Every time this song comes up, I possibly sing a little louder than any other hymn. Because it is perfect. Not only does it have those "Alleluias" scattered throughout the song, the words for a nature lover like me thrill me to the very core. (Yes, I know--I am waxing eloquent like Anne Shirley, but it cannot be helped--that is how beautiful songs and the glorious world Heavenly Father has created for us affect me.) But the words don't have to be just about the wondrous things in nature singing back to praise their Creator. Those parts of nature are symbolic of us, and how we can praise, too.
"Lift up your voice and with us sing"
"Make music for thy Lord to hear" (I adore that line)
"In praise rejoice"
"Find a voice"
"That gives to man both warmth and light"
We are also His creations. And we should join together as His children to praise and thank him for all that we are and have: in us as children of God, as human beings, and for the beauty of all that is around us--created for us. Truly it is a "How can I keep from singing" moment! And this song evokes and enables those emotions for me.
Because of copyright, I cannot share they lyrics or sheet music, which are also not on the LDS hymns page. But this is not a hymn singular to the LDS church. So many other religions know this, because it was the amazing St. Francis of Assisi who wrote it. (I don't really know much else about him, but he has always had a fond place in my heart for writing this hymn I love so much.) But I feel the video above helps in at least you getting to hear it, as well as some of the beauties of the world that they included with the video.
From the history book (excited to read this!)

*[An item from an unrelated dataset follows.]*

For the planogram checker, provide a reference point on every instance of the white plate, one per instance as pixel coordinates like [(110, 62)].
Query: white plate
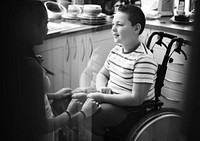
[(86, 16)]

"It is a joyous inventory of the blessings heaped upon us by a loving Creator as each of His creations is urged to join in a chorus of praise." So well said. St. Francis became weak and suffered periods of temporary blindness. He knew he would not live much longer, so he composed a hymn "declaring one final time his love for the simple things of nature and praising God for them. His feeling of unity with nature was all-inclusive and highly personal; the original version addresses the sun, wind, and fire as 'brothers,' the moon and water as 'sisters,' and the earth, as retained in our version, as 'mother.'" He added another stanza addressed to our sister death. "Such were his feelings of peace as his life closed."
The original hymn was in vulgar Latin, the language of the common people in St Francis' time. William Draper translated the version the LDS use in their hymnal, writing it for a schoolchildren's festival in England. He condensed the words and added in the "Alleluias" (woohoo!). The tune was first printed in 1623 in Germany, and its title translates to "Let us rejoice." Quite fitting.